Neuroscience in the Nursery – Screen Time and Young Children

SEPTEMBER 2024

Neuroscience in the Nursery 

Screen time has been a trending topic lately, on the back of a movement to ban smartphones from classrooms where they’ve been gaining the upper hand in the battle for students’ attention.  Even if your child is a toddler (or younger), you’ve likely had questions about screen time yourself since, chances are, your child already has logged some impressive screen time experience. And if you’re like most parents, you’re hopeful that all this screen time is educational – or at least not harmful, because you’re immensely grateful for the break it gives you. We have thoughts.

Today’s Topic:  Screen Time and Young Children – Much Still to Learn

Image by freepik

Questions about the developmental impact of screen time have sparked an enormous amount of research since the advent of TV. A search for articles on screen time in PubMed®, the NIH’s database of peer-reviewed biomedical and life sciences research, produces nearly 40,000 articles, many of those produced in the wake of the pandemic, reflecting concern over the increased time children of all ages were spending on digital screens, particularly during lockdowns. 

Coming from a neuroscience perspective, we have a few observations about the existing body of work on screen time, specifically as it relates to young children, that we want to bring to your attention:

1)    Researchers are playing catch-up. Much of the research is dated, especially that contained in the systematic and scoping reviews that distill findings from studies spanning one or more decades. This would be less of an issue if the nature of childhood screen time had remained static over the years. However, screen content, devices, and behavior have changed considerably over time, including the use of tablets and smartphones by very young kids.   We don’t yet know if this kind of digital screen use – in the high daily “dosages” that are becoming a norm even at very early ages – differs measurably (positively or negatively) from TV screen viewing. As the UK Royal College of Paediatrics and Child Health says, applying current research to develop guidelines “to apply to today’s children and young people [is difficult] as their use of screens is evolving so rapidly.1  

 2)    We are short on longitudinal research addressing how children today engage with digital screens. The preponderance of existing research is cross-sectional, meaning it compares outcomes in children and adolescents at a specific point in time. While helpful in identifying associations, cross-sectional studies lack the power of longitudinal research, which tracks changes over time to determine causality. Indeed, one big unanswered question is what will be different in the brains of kids born today due to the prolonged period that they will spend with digital devices.
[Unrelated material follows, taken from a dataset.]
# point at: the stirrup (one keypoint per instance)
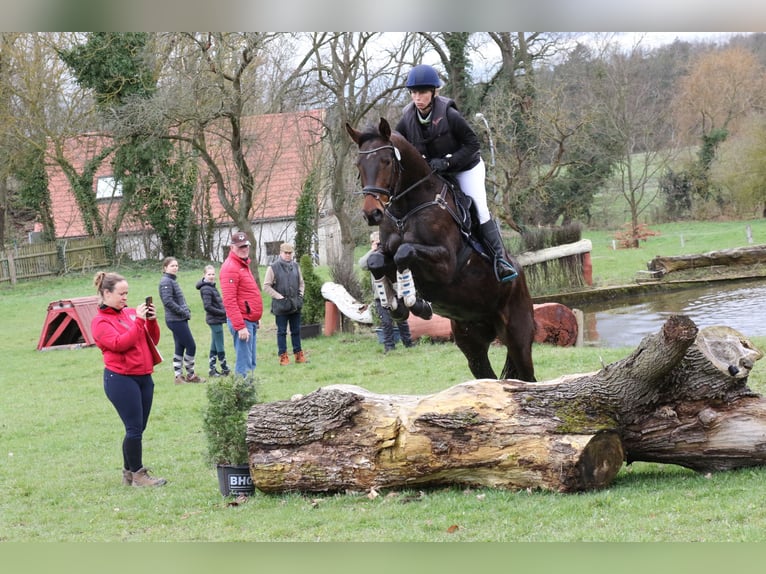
(504, 263)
Young brains are highly plastic, that is, very susceptible to change from the experiences to which they’re exposed. Today, many two-and-unders are engaging with mobile devices; by the time they start school, they will have had years of digital exposure. Their parents would benefit from a scientifically informed understanding of how prolonged early childhood experience with digital screen time impacts – for better or worse – structural brain development. Unfortunately, longitudinal studies examining the cognitive, social, and physical impacts of the extensive and persistent screen time engaged in by today’s young children have yet to be completed (and in many cases even initiated). 
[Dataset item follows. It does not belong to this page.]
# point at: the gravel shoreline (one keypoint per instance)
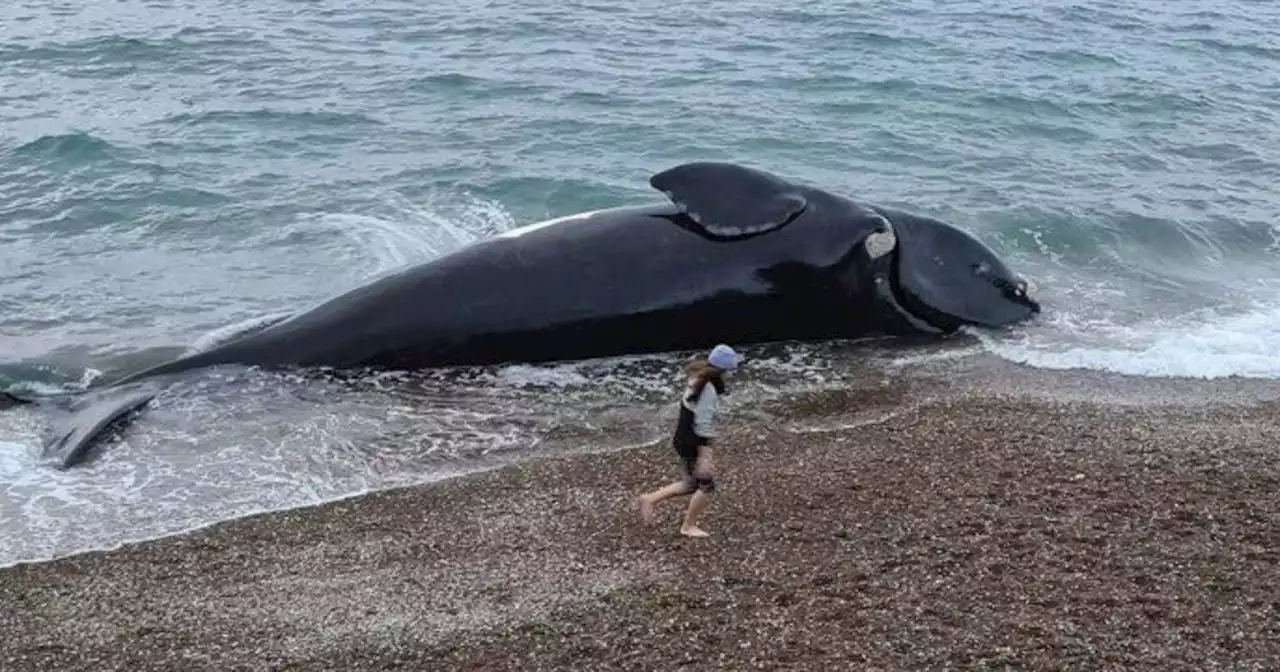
(967, 531)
 3)    Screen time is a very slippery slope . . . that only gets steeper as kids age. If you are having trouble limiting your little one’s time with digital devices (research suggests that many parents find it challenging to wrest their young kids away from a digital screen), wait until they hit thirteen.

Experts Say. . . 

Screen time recommendations from pediatric organizations are pretty consistent; the ones below are widely supported and, with the caveats noted, seem generally sensible. That said, as a whole, they’re not all that satisfying, so we highly recommend staying abreast of the topic. As research proceeds, we expect more specific guidance on managing your child’s digital screen time to best support their development.

 

  • Keep content developmentally appropriate. There’s not a lot of specificity to this recommendation except that the content should be age-appropriate (with that determination left up to parents) and non-violent. Video chatting is often noted as a preferred format (although that’s never as good as IRL talk). From a neuroscience perspective, we’d like to see much more attention given to what constitutes suitable content. Studies on older children using apps in constrained circumstances show both positive and negative results – and we certainly need more conclusive work in this area. But there’s still not a lot of research on the impact of app use by children under five. That’s a miss given the extensive brain development that children under five are experiencing and the potential risk to that development posed by, say, playing games whose characteristics (time limits, scores/levels, rewards and penalties) produce elevated cortisol levels on a persistent basis or impair a child’s ability to self-regulate. Is there a long-term negative impact from regular exposure of toddlers to these games? We don’t know, but we hope that further research will give parents greater clarity than they have now.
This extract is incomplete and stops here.